Right Atrial Mass and Severe Symptomatic Anemia as the Initial Presentation of Renal Cell Carcinoma
Leslie-Joy Romero, Mona Ghias, Hugo Carducci, Nicholas Mains, Kevin Bogdansky

TL;DR
A 63-year-old man with severe anemia and a heart mass was found to have advanced kidney cancer that had spread to his liver and heart.
Contribution
This case report highlights the rare initial presentation of renal cell carcinoma involving the right atrium and severe anemia.
Findings
A right atrial mass was identified as part of metastatic renal cell carcinoma.
Severe symptomatic anemia was an initial symptom of advanced kidney cancer.
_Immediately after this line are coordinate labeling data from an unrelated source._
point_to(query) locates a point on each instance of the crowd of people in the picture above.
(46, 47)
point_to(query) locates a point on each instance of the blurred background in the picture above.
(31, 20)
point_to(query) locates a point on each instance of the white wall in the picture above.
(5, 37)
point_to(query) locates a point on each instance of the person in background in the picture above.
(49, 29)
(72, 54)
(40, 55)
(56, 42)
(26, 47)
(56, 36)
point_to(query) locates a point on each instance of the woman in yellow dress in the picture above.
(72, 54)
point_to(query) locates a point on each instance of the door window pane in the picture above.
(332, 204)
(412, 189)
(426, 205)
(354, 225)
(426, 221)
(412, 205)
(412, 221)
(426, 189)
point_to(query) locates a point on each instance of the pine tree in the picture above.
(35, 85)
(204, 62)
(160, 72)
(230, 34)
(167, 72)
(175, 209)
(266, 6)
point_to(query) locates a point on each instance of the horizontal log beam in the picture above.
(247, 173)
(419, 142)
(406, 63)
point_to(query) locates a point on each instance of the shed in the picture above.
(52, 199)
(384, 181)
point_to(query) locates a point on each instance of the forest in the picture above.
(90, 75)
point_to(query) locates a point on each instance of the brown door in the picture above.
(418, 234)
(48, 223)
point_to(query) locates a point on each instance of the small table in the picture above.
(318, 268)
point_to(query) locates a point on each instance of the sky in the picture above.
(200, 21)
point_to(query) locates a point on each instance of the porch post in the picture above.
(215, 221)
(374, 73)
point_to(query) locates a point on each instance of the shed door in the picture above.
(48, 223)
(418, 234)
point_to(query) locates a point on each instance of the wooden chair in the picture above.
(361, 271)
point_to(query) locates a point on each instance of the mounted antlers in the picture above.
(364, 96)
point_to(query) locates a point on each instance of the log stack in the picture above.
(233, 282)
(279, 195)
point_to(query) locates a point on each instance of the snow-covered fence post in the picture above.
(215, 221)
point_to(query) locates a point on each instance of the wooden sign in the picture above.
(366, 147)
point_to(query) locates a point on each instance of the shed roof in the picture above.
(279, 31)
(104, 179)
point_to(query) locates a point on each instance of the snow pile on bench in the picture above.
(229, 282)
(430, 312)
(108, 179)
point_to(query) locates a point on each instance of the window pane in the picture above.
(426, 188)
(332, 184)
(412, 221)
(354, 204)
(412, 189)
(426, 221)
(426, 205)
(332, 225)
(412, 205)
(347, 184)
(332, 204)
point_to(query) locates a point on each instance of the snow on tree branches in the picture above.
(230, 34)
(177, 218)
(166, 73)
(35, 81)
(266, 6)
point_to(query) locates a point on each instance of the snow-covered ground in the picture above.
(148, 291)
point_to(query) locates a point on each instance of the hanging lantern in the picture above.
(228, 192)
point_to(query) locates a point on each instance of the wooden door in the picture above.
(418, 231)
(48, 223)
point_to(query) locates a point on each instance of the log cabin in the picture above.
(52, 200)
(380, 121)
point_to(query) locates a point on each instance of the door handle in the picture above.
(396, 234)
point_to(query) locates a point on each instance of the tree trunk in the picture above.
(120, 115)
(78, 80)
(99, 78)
Curative surgery was not pursued due to extensive disease and patient preference.
Abstract
We present a case of a 63-year-old male with a history significant for hypertension and a 45-pack-year smoking history who presented with severe symptomatic anemia. Rather quickly, upon imaging, he was found to have a 10 cm liver mass, a right renal mass, and a right atrial mass. A liver biopsy was performed and confirmed metastatic renal cell carcinoma (clear cell variant). Due to the extensive disease burden and patient preference, curative surgery was not pursued. This case highlights the rare but critical complications that can present as the initial presentation of renal cell carcinoma.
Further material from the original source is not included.